Cloudflare Acquires Ensemble AI Team to Scale Infrastructure
- •Cloudflare acquired the team from Ensemble AI on June 15, 2026, to bolster its AI infrastructure capabilities.
- •The acquisition integrates proprietary technologies like NdLinear and NdLinear-LoRA to enhance model compression and inference efficiency.
- •Cloudflare aims to lower inference costs and GPU overhead to help developers scale AI workloads across its global network.
Cloudflare announced on June 15, 2026, the acquisition of the team from Ensemble AI, a San Francisco-based company founded in 2023. The incoming team will join Cloudflare's Workers AI division to accelerate development of AI infrastructure, specifically focusing on making large models faster, smaller, and more cost-effective to serve. Ensemble AI specialized in model compression and efficient inference techniques designed to reduce memory, compute, and deployment overhead for large language models and multimodal architectures.

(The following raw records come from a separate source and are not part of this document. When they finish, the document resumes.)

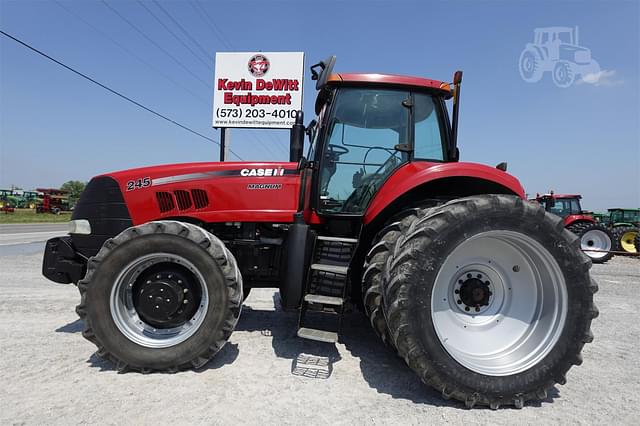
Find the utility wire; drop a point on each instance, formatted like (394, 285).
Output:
(212, 25)
(138, 104)
(174, 34)
(194, 41)
(123, 47)
(132, 25)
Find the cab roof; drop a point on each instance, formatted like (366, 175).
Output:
(391, 80)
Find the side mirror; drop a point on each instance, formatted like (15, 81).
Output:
(296, 138)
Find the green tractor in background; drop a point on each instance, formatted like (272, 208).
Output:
(625, 227)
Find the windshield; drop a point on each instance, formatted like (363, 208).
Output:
(365, 130)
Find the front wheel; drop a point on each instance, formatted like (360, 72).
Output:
(162, 296)
(489, 300)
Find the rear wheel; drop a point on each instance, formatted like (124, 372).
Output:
(624, 237)
(596, 241)
(162, 296)
(375, 263)
(489, 300)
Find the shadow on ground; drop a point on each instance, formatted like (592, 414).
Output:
(383, 370)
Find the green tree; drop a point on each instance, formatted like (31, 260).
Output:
(75, 188)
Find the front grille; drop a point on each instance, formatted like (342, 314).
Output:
(183, 198)
(200, 199)
(165, 201)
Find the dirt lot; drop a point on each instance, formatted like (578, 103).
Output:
(50, 375)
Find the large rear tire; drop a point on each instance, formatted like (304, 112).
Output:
(489, 300)
(163, 296)
(375, 262)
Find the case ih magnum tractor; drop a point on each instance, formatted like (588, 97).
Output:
(486, 296)
(596, 240)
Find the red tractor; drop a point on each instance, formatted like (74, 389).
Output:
(486, 296)
(596, 240)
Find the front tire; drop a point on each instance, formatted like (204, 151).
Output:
(489, 300)
(163, 296)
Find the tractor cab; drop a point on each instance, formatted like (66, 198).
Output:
(561, 205)
(369, 126)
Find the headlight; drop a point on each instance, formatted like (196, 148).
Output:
(80, 226)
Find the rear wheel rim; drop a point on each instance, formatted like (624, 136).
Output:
(128, 315)
(595, 239)
(516, 319)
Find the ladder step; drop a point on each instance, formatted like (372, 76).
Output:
(338, 239)
(325, 300)
(318, 335)
(340, 270)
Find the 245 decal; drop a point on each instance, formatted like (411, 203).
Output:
(138, 183)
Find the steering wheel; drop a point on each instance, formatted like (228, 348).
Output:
(392, 152)
(367, 187)
(336, 150)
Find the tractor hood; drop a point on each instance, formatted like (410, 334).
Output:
(211, 192)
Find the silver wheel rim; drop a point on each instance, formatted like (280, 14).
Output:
(132, 326)
(595, 239)
(526, 311)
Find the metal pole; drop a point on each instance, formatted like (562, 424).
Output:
(223, 143)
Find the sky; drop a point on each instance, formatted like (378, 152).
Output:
(56, 126)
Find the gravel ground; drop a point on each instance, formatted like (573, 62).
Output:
(50, 375)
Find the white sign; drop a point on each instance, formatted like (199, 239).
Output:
(259, 89)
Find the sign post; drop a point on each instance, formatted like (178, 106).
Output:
(257, 90)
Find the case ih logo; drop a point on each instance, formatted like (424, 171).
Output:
(258, 65)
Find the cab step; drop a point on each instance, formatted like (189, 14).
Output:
(325, 289)
(324, 300)
(338, 239)
(334, 269)
(318, 335)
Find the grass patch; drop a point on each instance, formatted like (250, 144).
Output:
(30, 216)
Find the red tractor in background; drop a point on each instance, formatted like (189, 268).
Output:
(485, 296)
(52, 200)
(596, 240)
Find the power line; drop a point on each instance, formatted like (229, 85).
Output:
(212, 25)
(174, 35)
(132, 25)
(194, 41)
(123, 47)
(138, 104)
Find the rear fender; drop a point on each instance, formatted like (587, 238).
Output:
(418, 181)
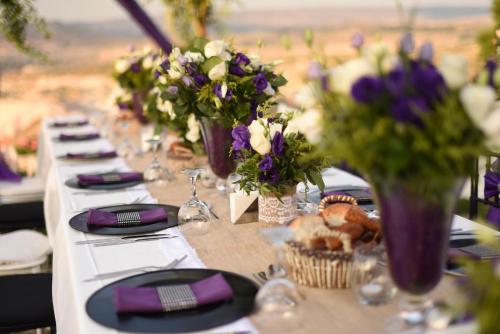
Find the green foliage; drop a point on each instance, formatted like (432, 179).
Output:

The Ensemble AI team contributes expertise in architectural-level model building blocks, moving beyond standard hardware-based optimization or quantization. A primary innovation is NdLinear, a drop-in replacement for standard linear layers in transformer models. Unlike traditional methods that flatten structures, NdLinear operates directly on multidimensional activations, preserving meaningful axes such as heads, channels, and spatial dimensions while reducing parameter count. The team also developed NdLinear-LoRA, an efficient adaptation method that reduces the number of trainable parameters needed for fine-tuning large models.
Cloudflare intends to integrate these techniques into its existing AI stack, which includes the inference engine Infire and tensor compression technology known as Unweight. By combining these methods with Cloudflare’s global network, the company aims to address the economics of inference, which is a major barrier for developers scaling AI applications like agents, personalized models, and reinforcement learning. These efficiency gains are designed to allow developers to deploy AI workloads with lower memory requirements and reduced operational complexity across Cloudflare’s serverless platform.
This acquisition follows a series of recent infrastructure investments by Cloudflare aimed at expanding its developer-focused AI capabilities. The combined team will prioritize improving GPU utilization and scalable deployment patterns to ensure AI services remain accessible and affordable as customer workloads expand. Developers currently using Cloudflare Workers AI will gain access to these improved machine learning engineering capabilities to experiment with diverse model sizes and deployment patterns without being hindered by cost or structural limitations.